Blasphemie-Urteil: „Ist das Paradies etwa ein Bordell?“
Ein scharfer Kritiker des national-religiösen Regierungschefs Recep Tayyip Erdogan, wurde der türkische Starpianist und Komponist Fazil Say, 43, am Montag in Istanbul von einem Gericht zu zehn Monaten bedingter Haft wegen Blasphemie verurteilt.

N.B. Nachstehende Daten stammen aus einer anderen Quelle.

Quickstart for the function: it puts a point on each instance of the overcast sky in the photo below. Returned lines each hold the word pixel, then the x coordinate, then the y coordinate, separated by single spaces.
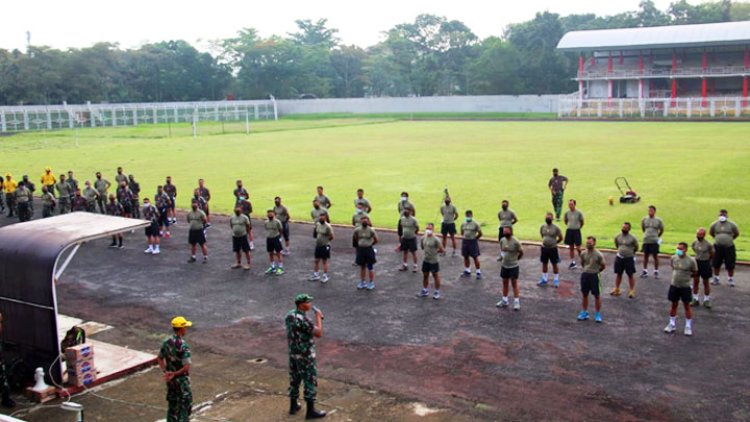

Anfang April 2012 löste Fazil Say eine Welle der Empörung bei religiösen Fundamentalisten in der Türkei aus. Der bekennende Atheist hatte sich in seinem Twitter-Account unter anderem über einen Muezzin und den Koran amüsiert. Am 5. April 2012 hatte er sich über einen Muezzin lustig gemacht, der bei seinem Gebetsaufruf besondere Eile an den Tag gelegt hatte: In nur 22 Sekunden sei dessen Gesang beendet gewesen, und Say tweetete: „Warum so eine Eile? Hast du eine Geliebte, die auf dich wartet, oder einen Raki auf dem Tisch?“ In einem anderen Tweet fragte er: „Ich weiß nicht, ob ihr es gemerkt habt? Überall, wo es Schwätzer, Gemeine, Sensationsgierige, Diebe, Scharlatane gibt, sie alle sind übertrieben gläubig. Ist das ein Paradoxon?“
Say tweetete auch Verse, die dem mittelalterlichen persischen Dichter Omar Khayyām (1048–1131) zugeschrieben werden, in denen es u.a. heißt: „Du sagst, in den Flüssen (im Paradies) wird Wein fließen – ist denn das Paradies eine Kneipe?“ – oder bezüglich der Jungfrauen, die den Gläubigen vom Koran im Paradies versprochen werden: „Ist das Paradies etwa ein wunderbares Bordell?“
Drei türkische Bürger hatten daraufhin Anzeige erstattet. Ob aus eigenem Antrieb oder nicht, ist unklar.
Say will nach Japan auswandern, bei der Urteilsverkündung war er nicht anwesend, er befindet sich auf Tournee in Deutschland. Der Sohn eines Musikwissenschaftlers wurde bereits als Kind von David Levin entdeckt und gefördert. Weil er mit einer Lippen-Kiefern-Gaumenspalte geboren wurde, schenkten ihm die Eltern ein Blasinstrument, bald saß er am Klavier. Say schämt sich „für das Arabesk-Proletentum beim türkischen Volk“.